In this step, the recipient strain was transferred by conjugation from the donor strain, the donor strain and the recipient strain were cultured at about 37 ℃ in L B liquid media each containing an appropriate antibiotic while shaking at 180rpm, and the cultures were incubated at about evening primroseA method for culturing a microorganism, which comprises diluting a fresh L B medium containing biotin to a cell density of approximately 0.05 OD600, incubating the mixture at 37 ℃ while shaking the mixture at 180rpm, mixing a donor and acceptor culture of 500. mu.

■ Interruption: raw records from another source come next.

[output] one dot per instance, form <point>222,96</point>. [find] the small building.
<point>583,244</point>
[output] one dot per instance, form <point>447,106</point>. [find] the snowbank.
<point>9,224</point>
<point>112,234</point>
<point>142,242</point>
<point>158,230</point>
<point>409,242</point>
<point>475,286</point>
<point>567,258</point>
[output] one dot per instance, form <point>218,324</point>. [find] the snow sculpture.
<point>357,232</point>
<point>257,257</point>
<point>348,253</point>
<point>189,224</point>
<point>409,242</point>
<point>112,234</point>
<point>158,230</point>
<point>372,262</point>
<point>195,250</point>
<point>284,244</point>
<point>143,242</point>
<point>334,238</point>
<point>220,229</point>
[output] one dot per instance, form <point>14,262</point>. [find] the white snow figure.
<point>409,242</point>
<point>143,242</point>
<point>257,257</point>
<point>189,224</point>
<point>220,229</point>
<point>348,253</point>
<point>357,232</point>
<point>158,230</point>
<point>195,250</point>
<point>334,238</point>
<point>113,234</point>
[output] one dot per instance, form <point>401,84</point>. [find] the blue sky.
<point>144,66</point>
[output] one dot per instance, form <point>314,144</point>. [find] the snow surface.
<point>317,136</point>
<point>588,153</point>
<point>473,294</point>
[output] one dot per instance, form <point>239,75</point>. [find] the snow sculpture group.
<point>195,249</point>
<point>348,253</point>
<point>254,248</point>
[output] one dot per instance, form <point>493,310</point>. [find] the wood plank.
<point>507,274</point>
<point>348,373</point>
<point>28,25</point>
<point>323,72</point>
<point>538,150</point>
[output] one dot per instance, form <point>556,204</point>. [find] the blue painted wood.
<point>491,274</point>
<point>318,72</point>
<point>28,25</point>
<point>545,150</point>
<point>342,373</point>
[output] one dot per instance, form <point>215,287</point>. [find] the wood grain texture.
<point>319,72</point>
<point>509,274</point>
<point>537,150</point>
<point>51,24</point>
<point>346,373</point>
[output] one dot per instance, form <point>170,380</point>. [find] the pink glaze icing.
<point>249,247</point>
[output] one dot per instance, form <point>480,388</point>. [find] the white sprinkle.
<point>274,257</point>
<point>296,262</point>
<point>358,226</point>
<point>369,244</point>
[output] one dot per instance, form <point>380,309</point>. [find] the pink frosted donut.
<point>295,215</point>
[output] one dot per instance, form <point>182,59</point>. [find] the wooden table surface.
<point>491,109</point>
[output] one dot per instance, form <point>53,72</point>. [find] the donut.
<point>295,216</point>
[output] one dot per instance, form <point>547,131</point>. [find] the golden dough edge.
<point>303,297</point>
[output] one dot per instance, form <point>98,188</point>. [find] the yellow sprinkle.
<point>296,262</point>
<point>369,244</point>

L in a microtube of 1.5m L when the OD600 reaches 0.5 to 0.7, and allowing the mixture to stand at 37 ℃ for 2 minutes to 2 hours, preferably 5 minutes to 1 hour, more preferably 10 minutes to 30 minutes, and further preferably 15 minutes or so, wherein a step of conjugal transfer which conventionally requires several hours or more can achieve sufficient transfer in approximately 15 minutes according to the method of the present invention, continuously diluting the mixture, spreading the mixture on L B well plates containing antibiotics in various combinations to proliferate colonies and form colonies, measuring Colony Forming Units (CFU) on each of the well plates to calculate the transformation efficiency by conjugal transfer, and determining the CFU/total acceptor of the transformed CFU × 10/total acceptor⁶(ppm)。

[ Process (3) ]

In this step, the desired DNA fragment is accumulated in the chromosome of the recipient bacterium. Specifically, the desired DNA fragment can be accumulated in the chromosome of the recipient bacterium by repeating the steps (1) and (2) using the transformed cell obtained by the conjugative transfer in the step (2) as the recipient bacterium.

In the transformation method of the present invention, when the donor strain and the recipient strain are heterogeneous, the DNA to be transferred by ligation may be degraded in the recipient strain by a restriction enzyme or the like. In such a case, it is considered that in the step (1), the donor strain is transformed by introducing the methylase into the donor strain in advance in order to perform the same DNA modification (methylation modification, etc.) as in the recipient strain. For example, when a thermophilic bacterium (Geobacillus kaustophilus (GK)) is used as the recipient strain, the method disclosed in Japanese patent application laid-open No. 2011-211968 can be used. Specifically, the plasmid transfer donor to GK can further improve efficiency by performing DNA methylase addition and gene manipulation for forced enhancement of rap gene expression. In addition, the plasmid transferred to GK (pGK1) can be used: for example, pGR16B is added with ori for replication in GK, and a kanamycin resistance gene KmR (TK101) that is resistant to high temperatures required for selection in GK.